If you have an Italian passport, you can come to Italy at any time, regardless of travel restrictions on US citizens entering the country. But you will have to be in quarantine for two weeks if you have been in the USA for at least two weeks before you flew to Italy. Also, Andrew, if you're an Italian citizen, you don't have to sign a lease or have a place to live before you come to Italy (these rules are for foreigners seeking to enter Italy on a visa). (You can quarantine in your hotel and then start to look for a permanent place at the end of the two weeks). If you don't have your Italian passport yet, but you are registered in AIRE (as an Italian living abroad), you can request an expedited passport appointment with your consulate if you already have your plane ticket to prove that your travel to Italy is imminent.


----------



## Italia-Mx

Hi. One more thing. If you don't yet have an Italian passport, you cannot buy a plane ticket to Italy or any other country in the European Union with an American passport at this time so the Italian passport is absolutely necessary.


----------



## RMMARS

Hello,
I'm thinking of moving to Sanremo, and to make some lovely rental places for tourist. What is the tourisme like trough out the year? 
And do you have any tips or tricks for me?


----------



## corndog

RMMARS said:


> Hello,
> I'm thinking of moving to Sanremo, and to make some lovely rental places for tourist. What is the tourisme like trough out the year?
> And do you have any tips or tricks for me?


One aspect to think about, out of many, is the relationship between the amount of effort you need to put in to distinguish yourself, and the amount of competition. I like to use google maps to look at how many agri/tourismo's there are in an area I'm interested in. You'll have to zoom in and out a bit to see different ones popup, perhaps it's relative to their size/popularity, I'm not sure, but zoom in and out and you'll get a visual idea of where they are. 

You'll want to investigate what they're offeringing and if you want to be in there with them, then you'll need a plan for creating a spot for yourself. Some sort of value/location/feature/service combination that makes you appealing from the consumer point of view, just because there are so many of them. And it's best if your combination is truly unique, as not to take away business from anyone else.

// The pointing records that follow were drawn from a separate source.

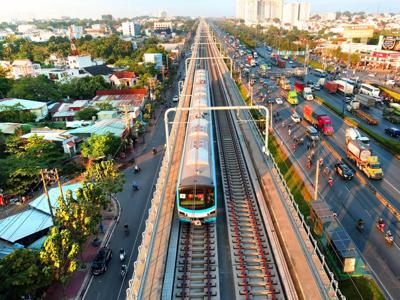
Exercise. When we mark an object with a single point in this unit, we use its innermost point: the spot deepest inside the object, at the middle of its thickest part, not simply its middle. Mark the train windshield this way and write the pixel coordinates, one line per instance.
(196, 199)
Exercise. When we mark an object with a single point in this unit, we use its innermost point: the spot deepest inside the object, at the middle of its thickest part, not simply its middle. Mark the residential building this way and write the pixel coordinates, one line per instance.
(154, 58)
(57, 136)
(130, 29)
(75, 32)
(24, 68)
(123, 78)
(37, 108)
(163, 27)
(106, 17)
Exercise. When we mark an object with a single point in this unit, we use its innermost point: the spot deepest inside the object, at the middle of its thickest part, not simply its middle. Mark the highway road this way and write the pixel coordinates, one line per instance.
(351, 200)
(134, 211)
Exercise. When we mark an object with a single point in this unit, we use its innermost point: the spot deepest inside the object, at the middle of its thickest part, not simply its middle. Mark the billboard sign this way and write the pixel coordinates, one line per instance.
(391, 43)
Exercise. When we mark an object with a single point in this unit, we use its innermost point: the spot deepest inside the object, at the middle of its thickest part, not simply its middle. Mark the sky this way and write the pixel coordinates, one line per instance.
(28, 9)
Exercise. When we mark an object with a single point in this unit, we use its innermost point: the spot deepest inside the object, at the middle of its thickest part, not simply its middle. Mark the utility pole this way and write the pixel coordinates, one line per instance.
(47, 194)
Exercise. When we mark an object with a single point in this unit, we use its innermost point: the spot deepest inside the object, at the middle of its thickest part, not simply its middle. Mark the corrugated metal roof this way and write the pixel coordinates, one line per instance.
(27, 104)
(21, 225)
(40, 203)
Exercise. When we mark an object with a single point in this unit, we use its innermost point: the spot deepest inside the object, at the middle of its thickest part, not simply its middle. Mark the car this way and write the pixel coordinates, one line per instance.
(295, 117)
(99, 265)
(344, 171)
(312, 133)
(393, 131)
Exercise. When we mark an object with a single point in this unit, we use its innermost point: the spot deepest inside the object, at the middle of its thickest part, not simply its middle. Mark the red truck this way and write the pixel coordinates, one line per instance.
(299, 87)
(331, 87)
(281, 63)
(319, 119)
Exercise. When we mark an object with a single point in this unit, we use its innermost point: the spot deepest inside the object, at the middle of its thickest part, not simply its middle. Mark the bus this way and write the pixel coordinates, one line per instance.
(320, 73)
(369, 90)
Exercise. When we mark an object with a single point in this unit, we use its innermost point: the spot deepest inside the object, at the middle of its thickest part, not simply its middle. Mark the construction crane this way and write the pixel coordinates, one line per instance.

Personally, I'd rather be in an area where there just aren't many options and simply being open is essentially a "feature".


----------



## NickZ

Usually places with no options have no customers. Having a full booking book means your nightly average is higher. Empty nights still cost you but bring in nothing.

I think Google lets you check the average prices over the course of the year. The areas with seasonal peaks for tourists are going to have the same behavior in prices. If you see prices drop at certain times or spike in others you'll have an idea how the traffic is.


----------



## corndog

Not sure that's entirely true, just because these places had to come from somewhere, meaning they haven't always been there. If there's a nice area that's worth visiting and there are no places to stay, or very few, it might be a good place to look at. Plenty of people are specifically looking to stay in areas away from the chaos.

I guess it just depends what kind of business a person is looking to run. Something more relaxed, or if they just need to bring in as much income as possible. Certainly you'd want to be in a busy area, or close to it, if income is the primary concern.


----------



## NickZ

These days "new" places need a lot of marketing money to get anywhere. You need to pay airlines to fly to you. Tour companies to come to you. 

There are so many places in Europe (seasonal and not) that it's very hard to standout.


----------



## PauloPievese

In the "better late than never" category, there is an app, agriturismo.it" with the obvious.


----------